試合も佳境に入り、お互いスタミナが無い。

こうなるとクリンチが多くなる。

既に二人のスポーツブラははじけ飛んで、トップレス状態だ。

汗をお互いに大量にかき、ムワッとした匂いがお互いにする。

(それにしても胸の谷間に顔を埋めてクリンチしているのも苦しい・・・)

クリンチしたまま、顔をいったん相手の脇へ持っていった。

「うぶっ」

汗でぬめった脇が顔にまとわり付くだろうと予想していたが違った。

ほんのり湿った腋毛に顔をうずめる格好になっていた。

(腋毛?こんなに!スポーツブラで隠す気だったのかしら!?)

汗だけでは無く、それでいてワキガではない酸っぱい濃厚な香りがする。

(これはワザと処理していない!)

フェロモン臭、酸っぱさ、そして恥部を嗅いでいるかのような性的な興奮が頭を支配する。
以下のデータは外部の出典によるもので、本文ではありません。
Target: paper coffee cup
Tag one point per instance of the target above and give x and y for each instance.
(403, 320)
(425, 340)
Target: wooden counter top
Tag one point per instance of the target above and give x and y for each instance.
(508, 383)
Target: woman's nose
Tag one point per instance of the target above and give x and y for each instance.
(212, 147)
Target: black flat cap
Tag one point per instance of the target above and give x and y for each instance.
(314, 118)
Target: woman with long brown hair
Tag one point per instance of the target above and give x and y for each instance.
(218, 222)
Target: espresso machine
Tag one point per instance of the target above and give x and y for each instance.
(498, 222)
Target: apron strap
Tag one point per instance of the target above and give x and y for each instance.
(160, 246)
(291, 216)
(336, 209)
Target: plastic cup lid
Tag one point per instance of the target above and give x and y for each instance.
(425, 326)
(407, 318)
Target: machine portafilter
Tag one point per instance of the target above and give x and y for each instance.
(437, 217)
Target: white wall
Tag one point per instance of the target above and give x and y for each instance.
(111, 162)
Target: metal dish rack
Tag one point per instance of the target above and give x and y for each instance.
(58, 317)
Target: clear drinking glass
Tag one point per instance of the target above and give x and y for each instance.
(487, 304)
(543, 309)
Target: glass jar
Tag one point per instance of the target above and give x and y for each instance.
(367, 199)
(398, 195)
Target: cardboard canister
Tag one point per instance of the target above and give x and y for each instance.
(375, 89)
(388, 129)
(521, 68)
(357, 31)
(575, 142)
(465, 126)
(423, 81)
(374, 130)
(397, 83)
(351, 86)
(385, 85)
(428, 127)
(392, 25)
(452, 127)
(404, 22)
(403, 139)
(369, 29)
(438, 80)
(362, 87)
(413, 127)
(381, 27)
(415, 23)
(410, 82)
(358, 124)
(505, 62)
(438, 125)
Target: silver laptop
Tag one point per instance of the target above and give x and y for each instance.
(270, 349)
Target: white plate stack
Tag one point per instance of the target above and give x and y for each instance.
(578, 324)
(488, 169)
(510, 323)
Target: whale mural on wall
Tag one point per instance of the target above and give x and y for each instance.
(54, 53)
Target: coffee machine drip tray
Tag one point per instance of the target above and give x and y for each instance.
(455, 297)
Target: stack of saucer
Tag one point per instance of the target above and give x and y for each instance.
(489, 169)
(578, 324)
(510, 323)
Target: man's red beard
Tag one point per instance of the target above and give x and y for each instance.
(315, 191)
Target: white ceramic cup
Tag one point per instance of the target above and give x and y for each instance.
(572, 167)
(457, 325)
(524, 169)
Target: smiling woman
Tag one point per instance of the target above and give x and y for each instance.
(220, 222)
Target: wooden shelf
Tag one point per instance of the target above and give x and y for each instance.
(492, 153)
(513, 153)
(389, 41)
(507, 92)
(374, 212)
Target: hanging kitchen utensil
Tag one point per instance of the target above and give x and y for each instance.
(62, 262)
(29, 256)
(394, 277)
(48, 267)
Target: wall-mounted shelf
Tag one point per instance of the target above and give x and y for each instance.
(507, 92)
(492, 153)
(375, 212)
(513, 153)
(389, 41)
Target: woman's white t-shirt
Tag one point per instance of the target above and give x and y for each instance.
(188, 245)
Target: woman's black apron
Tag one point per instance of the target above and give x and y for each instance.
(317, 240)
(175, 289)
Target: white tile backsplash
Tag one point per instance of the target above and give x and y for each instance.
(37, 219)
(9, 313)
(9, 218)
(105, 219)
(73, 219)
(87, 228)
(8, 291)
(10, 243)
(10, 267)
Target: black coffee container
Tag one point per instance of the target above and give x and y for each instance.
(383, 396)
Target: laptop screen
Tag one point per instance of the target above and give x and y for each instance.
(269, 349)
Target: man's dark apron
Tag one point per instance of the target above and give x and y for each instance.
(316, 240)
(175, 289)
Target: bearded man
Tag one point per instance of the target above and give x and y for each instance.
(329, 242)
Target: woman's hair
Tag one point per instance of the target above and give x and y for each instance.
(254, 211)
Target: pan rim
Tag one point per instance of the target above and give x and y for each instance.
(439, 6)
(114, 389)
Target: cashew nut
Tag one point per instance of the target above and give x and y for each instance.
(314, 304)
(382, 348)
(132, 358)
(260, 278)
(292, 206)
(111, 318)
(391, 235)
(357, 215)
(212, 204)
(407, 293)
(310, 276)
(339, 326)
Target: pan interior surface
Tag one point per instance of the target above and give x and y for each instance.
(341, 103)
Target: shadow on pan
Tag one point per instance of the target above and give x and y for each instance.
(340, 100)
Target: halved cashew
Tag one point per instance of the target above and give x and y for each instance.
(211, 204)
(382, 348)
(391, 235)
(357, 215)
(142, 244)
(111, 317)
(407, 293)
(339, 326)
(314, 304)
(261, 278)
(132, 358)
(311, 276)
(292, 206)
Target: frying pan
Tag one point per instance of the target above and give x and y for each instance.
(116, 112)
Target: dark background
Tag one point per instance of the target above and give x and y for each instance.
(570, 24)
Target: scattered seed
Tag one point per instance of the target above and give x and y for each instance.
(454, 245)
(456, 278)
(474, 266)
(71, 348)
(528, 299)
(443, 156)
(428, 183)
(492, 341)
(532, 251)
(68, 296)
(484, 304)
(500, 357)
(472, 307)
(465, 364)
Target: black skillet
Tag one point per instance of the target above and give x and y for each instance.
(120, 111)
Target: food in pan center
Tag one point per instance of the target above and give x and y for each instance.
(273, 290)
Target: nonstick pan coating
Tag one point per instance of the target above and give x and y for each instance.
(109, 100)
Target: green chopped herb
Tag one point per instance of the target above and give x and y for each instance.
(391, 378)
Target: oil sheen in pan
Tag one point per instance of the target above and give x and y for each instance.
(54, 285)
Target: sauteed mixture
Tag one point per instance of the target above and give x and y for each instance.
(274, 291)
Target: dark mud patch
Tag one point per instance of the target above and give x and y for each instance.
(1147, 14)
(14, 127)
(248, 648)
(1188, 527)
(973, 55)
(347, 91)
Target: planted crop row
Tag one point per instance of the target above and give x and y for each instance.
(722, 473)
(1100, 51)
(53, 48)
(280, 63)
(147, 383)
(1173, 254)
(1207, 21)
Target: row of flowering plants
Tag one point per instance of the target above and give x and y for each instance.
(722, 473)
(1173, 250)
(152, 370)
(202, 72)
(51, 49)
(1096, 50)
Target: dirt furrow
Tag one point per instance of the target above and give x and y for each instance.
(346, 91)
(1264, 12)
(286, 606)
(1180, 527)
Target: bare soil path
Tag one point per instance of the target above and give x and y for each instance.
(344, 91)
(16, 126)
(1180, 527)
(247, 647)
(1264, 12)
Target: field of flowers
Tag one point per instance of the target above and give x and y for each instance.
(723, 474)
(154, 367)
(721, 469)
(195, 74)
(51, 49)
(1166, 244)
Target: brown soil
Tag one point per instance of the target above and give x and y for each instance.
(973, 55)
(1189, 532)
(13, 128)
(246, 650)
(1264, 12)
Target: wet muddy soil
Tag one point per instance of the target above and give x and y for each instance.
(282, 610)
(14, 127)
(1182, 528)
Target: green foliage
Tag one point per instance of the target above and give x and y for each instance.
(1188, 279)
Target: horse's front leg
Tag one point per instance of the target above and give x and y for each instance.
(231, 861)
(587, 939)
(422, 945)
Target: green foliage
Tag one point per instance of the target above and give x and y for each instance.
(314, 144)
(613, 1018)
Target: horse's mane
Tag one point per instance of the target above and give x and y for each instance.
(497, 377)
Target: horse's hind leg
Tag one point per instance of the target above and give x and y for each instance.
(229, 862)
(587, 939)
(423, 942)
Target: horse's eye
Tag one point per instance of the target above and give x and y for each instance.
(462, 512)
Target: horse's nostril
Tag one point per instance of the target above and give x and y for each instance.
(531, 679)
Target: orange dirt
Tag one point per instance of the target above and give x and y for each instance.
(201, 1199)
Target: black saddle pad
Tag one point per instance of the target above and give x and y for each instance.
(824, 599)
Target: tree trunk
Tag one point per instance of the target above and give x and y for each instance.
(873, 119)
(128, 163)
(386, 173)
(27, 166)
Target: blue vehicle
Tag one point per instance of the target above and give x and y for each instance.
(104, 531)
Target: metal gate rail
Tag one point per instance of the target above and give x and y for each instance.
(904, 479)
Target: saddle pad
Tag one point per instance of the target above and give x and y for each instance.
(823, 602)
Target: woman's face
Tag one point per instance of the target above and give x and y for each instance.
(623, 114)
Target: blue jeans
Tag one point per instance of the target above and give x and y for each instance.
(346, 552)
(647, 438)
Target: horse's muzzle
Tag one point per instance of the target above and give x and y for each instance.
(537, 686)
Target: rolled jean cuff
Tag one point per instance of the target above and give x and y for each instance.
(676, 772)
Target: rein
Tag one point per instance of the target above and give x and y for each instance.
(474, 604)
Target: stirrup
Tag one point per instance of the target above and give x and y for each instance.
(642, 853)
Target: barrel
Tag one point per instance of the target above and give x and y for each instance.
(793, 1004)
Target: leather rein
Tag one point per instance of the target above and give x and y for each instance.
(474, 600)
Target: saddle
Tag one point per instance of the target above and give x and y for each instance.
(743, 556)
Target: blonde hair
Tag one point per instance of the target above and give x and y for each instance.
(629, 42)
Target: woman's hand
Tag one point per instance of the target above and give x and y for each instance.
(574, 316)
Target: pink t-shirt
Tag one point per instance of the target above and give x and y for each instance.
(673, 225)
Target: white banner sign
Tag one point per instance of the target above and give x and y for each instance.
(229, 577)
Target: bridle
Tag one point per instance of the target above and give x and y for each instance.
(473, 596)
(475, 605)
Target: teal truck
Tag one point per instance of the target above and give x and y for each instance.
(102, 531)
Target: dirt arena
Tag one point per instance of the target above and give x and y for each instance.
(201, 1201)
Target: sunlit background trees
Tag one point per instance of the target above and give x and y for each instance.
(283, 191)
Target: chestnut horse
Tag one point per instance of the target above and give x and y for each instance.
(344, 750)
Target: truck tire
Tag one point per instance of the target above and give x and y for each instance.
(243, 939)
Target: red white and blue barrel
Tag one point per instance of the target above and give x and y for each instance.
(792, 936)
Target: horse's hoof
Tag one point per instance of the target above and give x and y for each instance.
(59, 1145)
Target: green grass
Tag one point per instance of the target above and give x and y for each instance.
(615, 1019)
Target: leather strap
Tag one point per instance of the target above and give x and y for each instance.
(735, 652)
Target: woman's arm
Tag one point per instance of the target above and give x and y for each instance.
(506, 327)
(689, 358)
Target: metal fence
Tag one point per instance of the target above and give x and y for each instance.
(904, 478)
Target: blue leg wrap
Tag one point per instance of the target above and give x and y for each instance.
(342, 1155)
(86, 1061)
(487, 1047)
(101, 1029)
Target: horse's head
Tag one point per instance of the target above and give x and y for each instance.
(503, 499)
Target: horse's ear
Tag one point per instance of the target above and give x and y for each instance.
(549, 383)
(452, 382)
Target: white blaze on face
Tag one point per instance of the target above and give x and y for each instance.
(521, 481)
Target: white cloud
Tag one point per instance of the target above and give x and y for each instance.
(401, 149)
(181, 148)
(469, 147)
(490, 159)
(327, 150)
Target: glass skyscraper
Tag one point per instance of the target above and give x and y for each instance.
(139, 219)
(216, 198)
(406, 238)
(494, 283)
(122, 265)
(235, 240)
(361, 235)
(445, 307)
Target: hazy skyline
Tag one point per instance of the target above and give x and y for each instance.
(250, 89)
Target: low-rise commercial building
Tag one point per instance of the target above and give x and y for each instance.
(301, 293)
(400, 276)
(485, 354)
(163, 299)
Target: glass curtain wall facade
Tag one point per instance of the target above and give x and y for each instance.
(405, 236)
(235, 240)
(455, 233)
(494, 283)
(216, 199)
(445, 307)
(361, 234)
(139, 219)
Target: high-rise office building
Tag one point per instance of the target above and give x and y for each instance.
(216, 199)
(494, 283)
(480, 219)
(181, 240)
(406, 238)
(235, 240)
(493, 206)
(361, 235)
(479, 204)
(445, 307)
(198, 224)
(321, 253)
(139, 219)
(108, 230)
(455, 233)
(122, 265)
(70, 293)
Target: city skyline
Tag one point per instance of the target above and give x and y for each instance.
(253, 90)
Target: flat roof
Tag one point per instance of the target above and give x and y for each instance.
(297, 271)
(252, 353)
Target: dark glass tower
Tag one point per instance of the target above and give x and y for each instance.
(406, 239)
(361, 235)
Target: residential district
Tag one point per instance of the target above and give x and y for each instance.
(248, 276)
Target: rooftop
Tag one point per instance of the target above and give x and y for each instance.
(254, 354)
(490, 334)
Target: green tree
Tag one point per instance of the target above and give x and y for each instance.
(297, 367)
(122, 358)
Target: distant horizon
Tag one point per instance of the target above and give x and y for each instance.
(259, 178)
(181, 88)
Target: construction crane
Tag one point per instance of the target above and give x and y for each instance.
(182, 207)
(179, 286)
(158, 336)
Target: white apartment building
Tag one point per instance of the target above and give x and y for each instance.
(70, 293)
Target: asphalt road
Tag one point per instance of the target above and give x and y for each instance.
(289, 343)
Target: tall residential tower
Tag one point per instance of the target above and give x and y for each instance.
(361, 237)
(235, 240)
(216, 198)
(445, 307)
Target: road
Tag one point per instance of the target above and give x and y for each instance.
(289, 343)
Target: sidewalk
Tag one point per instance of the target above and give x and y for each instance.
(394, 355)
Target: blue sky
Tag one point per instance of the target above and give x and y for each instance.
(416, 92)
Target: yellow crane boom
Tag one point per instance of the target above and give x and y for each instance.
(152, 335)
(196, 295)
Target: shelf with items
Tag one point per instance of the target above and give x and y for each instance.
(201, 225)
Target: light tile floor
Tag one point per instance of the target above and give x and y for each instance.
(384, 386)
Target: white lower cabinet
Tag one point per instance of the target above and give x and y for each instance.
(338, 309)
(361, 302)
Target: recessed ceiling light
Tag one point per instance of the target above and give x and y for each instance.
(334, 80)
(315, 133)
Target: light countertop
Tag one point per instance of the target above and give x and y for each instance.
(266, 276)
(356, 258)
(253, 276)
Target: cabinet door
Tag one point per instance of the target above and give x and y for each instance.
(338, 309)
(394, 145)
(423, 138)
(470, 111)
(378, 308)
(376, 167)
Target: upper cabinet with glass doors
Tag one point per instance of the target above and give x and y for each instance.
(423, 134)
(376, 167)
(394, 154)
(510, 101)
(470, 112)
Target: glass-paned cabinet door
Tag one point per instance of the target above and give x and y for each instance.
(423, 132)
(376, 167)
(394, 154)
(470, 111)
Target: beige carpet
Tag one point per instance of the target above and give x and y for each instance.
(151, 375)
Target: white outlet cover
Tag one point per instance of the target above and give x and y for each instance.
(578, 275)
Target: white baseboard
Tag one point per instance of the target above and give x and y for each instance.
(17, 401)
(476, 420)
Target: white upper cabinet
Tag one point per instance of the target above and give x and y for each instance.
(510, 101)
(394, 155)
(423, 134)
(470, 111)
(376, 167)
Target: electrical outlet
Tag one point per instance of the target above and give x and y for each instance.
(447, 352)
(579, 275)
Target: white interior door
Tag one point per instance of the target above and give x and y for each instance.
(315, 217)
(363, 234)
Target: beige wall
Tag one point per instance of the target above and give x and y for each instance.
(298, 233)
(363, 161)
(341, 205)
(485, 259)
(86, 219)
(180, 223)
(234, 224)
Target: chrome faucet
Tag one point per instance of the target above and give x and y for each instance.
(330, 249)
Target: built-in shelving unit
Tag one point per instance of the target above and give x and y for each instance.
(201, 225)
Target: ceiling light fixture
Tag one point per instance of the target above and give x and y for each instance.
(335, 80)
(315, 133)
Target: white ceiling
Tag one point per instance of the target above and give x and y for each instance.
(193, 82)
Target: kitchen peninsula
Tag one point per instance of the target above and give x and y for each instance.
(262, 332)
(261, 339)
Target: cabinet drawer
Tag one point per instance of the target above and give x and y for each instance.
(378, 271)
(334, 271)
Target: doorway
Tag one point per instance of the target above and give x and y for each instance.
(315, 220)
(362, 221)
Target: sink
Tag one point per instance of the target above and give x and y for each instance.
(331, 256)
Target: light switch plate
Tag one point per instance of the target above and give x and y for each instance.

(私はレズなんかじゃない・・・レズなんかじゃ・・・)

と思いつつ、残りのラウンドを心待ちにしている自分がいた。

どうやら子宮まで支配されてしまったようだ。

「私の脇の匂い、どうだった?」

それが試合で最後に聞いた言葉だった。

強烈なショートフックで私はダウンしてそれから・・・。